From: Auger Eric <eric.auger@redhat.com>
To: Shameerali Kolothum Thodi <shameerali.kolothum.thodi@huawei.com>,
"eric.auger.pro@gmail.com" <eric.auger.pro@gmail.com>,
"iommu@lists.linux-foundation.org"
<iommu@lists.linux-foundation.org>,
"linux-kernel@vger.kernel.org" <linux-kernel@vger.kernel.org>,
"kvm@vger.kernel.org" <kvm@vger.kernel.org>,
"kvmarm@lists.cs.columbia.edu" <kvmarm@lists.cs.columbia.edu>,
"will@kernel.org" <will@kernel.org>,
"joro@8bytes.org" <joro@8bytes.org>,
"maz@kernel.org" <maz@kernel.org>,
"robin.murphy@arm.com" <robin.murphy@arm.com>,
"alex.williamson@redhat.com" <alex.williamson@redhat.com>
Cc: "jean-philippe@linaro.org" <jean-philippe@linaro.org>,
"zhangfei.gao@linaro.org" <zhangfei.gao@linaro.org>,
"zhangfei.gao@gmail.com" <zhangfei.gao@gmail.com>,
"vivek.gautam@arm.com" <vivek.gautam@arm.com>,
"jacob.jun.pan@linux.intel.com" <jacob.jun.pan@linux.intel.com>,
"yi.l.liu@intel.com" <yi.l.liu@intel.com>,
"tn@semihalf.com" <tn@semihalf.com>,
"nicoleotsuka@gmail.com" <nicoleotsuka@gmail.com>,
yuzenghui <yuzenghui@huawei.com>,
qubingbing <qubingbing@hisilicon.com>,
Linuxarm <linuxarm@huawei.com>
Subject: Re: [PATCH v11 08/13] vfio/pci: Add framework for custom interrupt indices
Date: Tue, 24 Nov 2020 09:35:50 +0100 [thread overview]
Message-ID: <84492a63-4369-d7c7-87d4-f0a94f6ba070@redhat.com> (raw)
In-Reply-To: <d938eaf119c441359b1c30fe1b7c58ef@huawei.com>
Hi Shameer, Qubingbing
On 11/23/20 1:51 PM, Shameerali Kolothum Thodi wrote:
> Hi Eric,
>
>> -----Original Message-----
>> From: Eric Auger [mailto:eric.auger@redhat.com]
>> Sent: 16 November 2020 11:00
>> To: eric.auger.pro@gmail.com; eric.auger@redhat.com;
>> iommu@lists.linux-foundation.org; linux-kernel@vger.kernel.org;
>> kvm@vger.kernel.org; kvmarm@lists.cs.columbia.edu; will@kernel.org;
>> joro@8bytes.org; maz@kernel.org; robin.murphy@arm.com;
>> alex.williamson@redhat.com
>> Cc: jean-philippe@linaro.org; zhangfei.gao@linaro.org;
>> zhangfei.gao@gmail.com; vivek.gautam@arm.com; Shameerali Kolothum
>> Thodi <shameerali.kolothum.thodi@huawei.com>;
>> jacob.jun.pan@linux.intel.com; yi.l.liu@intel.com; tn@semihalf.com;
>> nicoleotsuka@gmail.com; yuzenghui <yuzenghui@huawei.com>
>> Subject: [PATCH v11 08/13] vfio/pci: Add framework for custom interrupt
>> indices
>>
>> Implement IRQ capability chain infrastructure.

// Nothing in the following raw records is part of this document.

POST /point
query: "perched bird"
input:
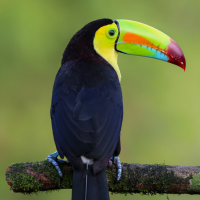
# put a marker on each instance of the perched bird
(87, 108)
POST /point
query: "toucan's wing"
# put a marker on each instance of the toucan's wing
(86, 122)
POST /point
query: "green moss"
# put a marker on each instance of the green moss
(146, 179)
(195, 183)
(21, 179)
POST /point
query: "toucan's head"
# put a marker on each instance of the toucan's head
(102, 39)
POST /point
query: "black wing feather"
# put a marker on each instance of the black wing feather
(86, 120)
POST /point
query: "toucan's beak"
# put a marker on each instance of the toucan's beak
(140, 39)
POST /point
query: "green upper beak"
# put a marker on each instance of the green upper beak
(140, 39)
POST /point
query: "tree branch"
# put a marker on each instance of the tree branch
(145, 179)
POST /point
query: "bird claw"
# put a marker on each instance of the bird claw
(119, 167)
(52, 158)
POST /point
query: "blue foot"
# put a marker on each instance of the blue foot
(52, 158)
(119, 167)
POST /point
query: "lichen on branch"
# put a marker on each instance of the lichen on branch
(146, 179)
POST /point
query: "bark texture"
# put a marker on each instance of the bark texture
(146, 179)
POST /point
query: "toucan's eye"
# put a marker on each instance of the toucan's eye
(111, 32)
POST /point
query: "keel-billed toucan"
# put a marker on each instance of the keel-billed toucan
(87, 108)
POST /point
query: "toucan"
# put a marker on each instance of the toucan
(87, 107)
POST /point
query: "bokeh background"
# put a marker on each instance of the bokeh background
(161, 102)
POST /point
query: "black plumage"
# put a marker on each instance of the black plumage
(87, 107)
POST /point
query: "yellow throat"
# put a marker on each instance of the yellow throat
(104, 45)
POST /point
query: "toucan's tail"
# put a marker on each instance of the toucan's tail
(89, 186)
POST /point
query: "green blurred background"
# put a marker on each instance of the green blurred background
(161, 102)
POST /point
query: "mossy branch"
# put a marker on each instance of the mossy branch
(145, 179)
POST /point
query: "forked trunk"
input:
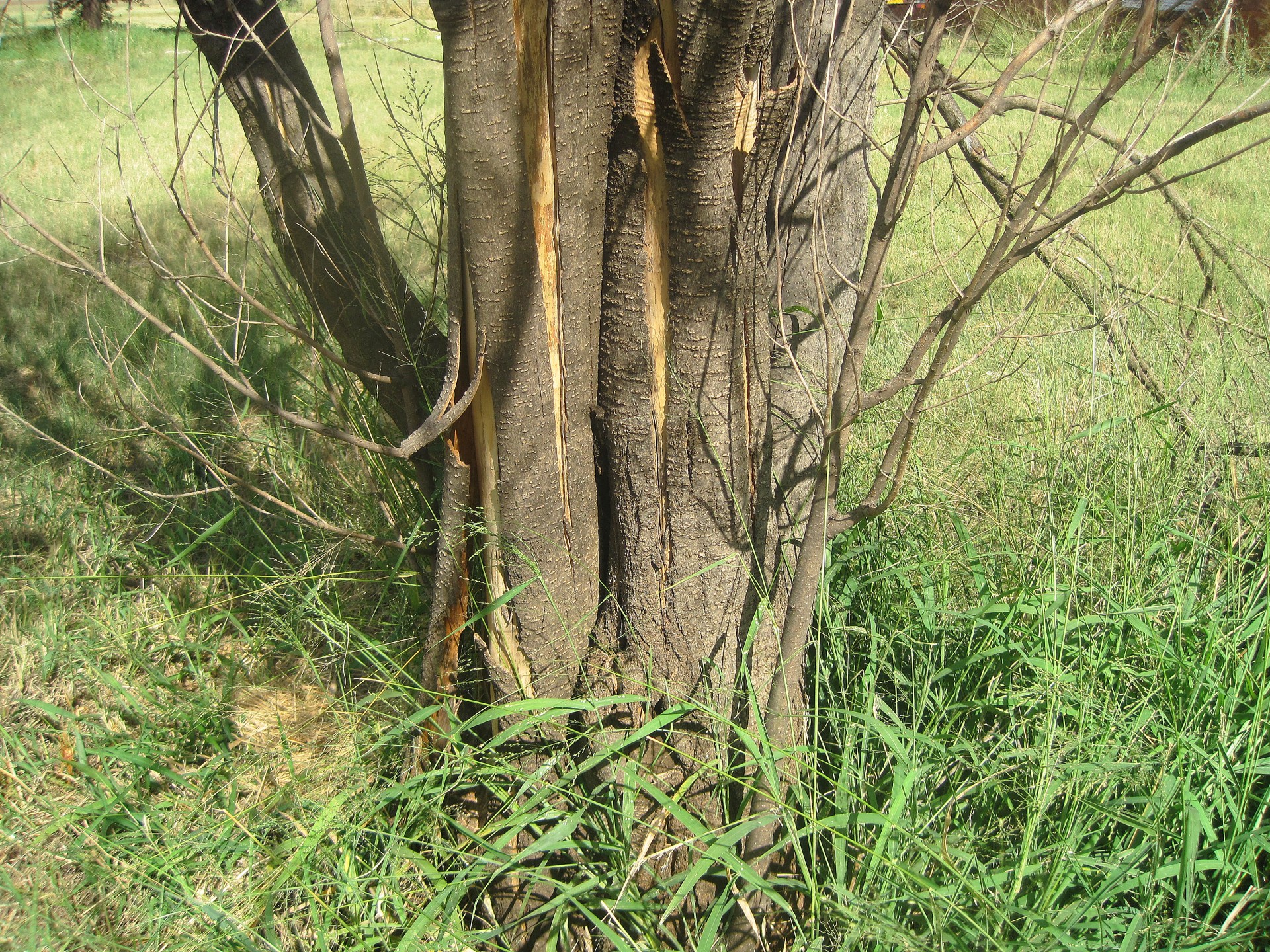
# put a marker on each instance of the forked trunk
(624, 183)
(629, 184)
(654, 216)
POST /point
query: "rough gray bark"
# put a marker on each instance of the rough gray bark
(821, 216)
(624, 182)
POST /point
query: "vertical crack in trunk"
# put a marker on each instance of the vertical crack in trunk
(509, 668)
(534, 70)
(657, 257)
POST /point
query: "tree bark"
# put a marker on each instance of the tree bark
(92, 15)
(632, 187)
(329, 240)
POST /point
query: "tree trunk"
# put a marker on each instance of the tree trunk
(634, 192)
(328, 237)
(92, 15)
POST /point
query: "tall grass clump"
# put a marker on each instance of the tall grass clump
(1039, 684)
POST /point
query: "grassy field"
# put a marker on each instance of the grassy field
(1040, 682)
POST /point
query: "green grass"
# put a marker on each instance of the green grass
(1040, 681)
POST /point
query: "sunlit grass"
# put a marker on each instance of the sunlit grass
(1039, 682)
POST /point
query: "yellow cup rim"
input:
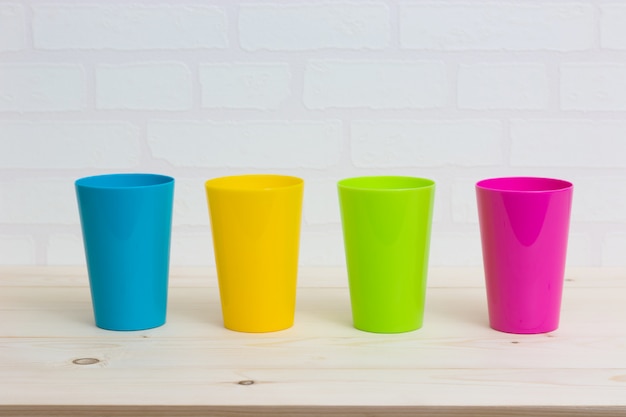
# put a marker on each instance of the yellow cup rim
(253, 182)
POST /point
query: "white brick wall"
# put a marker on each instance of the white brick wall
(12, 27)
(451, 90)
(128, 27)
(42, 87)
(144, 86)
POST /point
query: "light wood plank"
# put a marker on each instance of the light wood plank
(454, 365)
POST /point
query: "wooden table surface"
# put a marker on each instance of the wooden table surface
(54, 361)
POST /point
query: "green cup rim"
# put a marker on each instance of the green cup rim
(385, 183)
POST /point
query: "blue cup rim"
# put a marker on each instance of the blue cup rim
(124, 181)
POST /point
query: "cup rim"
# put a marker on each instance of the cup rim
(121, 181)
(253, 182)
(374, 183)
(524, 184)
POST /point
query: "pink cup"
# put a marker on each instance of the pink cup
(524, 226)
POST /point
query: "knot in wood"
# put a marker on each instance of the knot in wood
(85, 361)
(246, 382)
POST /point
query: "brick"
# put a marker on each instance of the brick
(254, 144)
(493, 26)
(586, 86)
(598, 199)
(375, 84)
(463, 200)
(42, 87)
(518, 86)
(12, 27)
(613, 247)
(284, 26)
(38, 201)
(321, 201)
(69, 145)
(580, 250)
(612, 30)
(456, 249)
(128, 27)
(322, 248)
(194, 248)
(65, 249)
(245, 86)
(17, 250)
(190, 204)
(144, 86)
(407, 143)
(568, 143)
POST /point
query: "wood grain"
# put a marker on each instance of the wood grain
(54, 361)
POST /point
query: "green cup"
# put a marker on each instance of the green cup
(386, 228)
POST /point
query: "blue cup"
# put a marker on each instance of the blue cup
(126, 222)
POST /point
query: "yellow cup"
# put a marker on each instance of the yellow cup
(255, 221)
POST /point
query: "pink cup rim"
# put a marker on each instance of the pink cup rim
(524, 184)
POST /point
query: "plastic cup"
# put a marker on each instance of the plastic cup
(255, 222)
(126, 223)
(524, 226)
(386, 227)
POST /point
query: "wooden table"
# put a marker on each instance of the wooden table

All interrupt
>> indexes beyond VFIO_PCI_NUM_IRQS are handled as extended
>> interrupts. They are registered with a specific type/subtype
>> and supported flags.
>>
>> Signed-off-by: Eric Auger <eric.auger@redhat.com>
>> ---
>> drivers/vfio/pci/vfio_pci.c | 99 +++++++++++++++++++++++------
>> drivers/vfio/pci/vfio_pci_intrs.c | 62 ++++++++++++++++++
>> drivers/vfio/pci/vfio_pci_private.h | 14 ++++
>> 3 files changed, 157 insertions(+), 18 deletions(-)
>>
>> diff --git a/drivers/vfio/pci/vfio_pci.c b/drivers/vfio/pci/vfio_pci.c
>> index 2a6cc1a87323..93e03a4a5f32 100644
>> --- a/drivers/vfio/pci/vfio_pci.c
>> +++ b/drivers/vfio/pci/vfio_pci.c
>> @@ -608,6 +608,14 @@ static void vfio_pci_disable(struct vfio_pci_device
>> *vdev)
>>
>> WARN_ON(iommu_unregister_device_fault_handler(&vdev->pdev->dev));
>>
>> + for (i = 0; i < vdev->num_ext_irqs; i++)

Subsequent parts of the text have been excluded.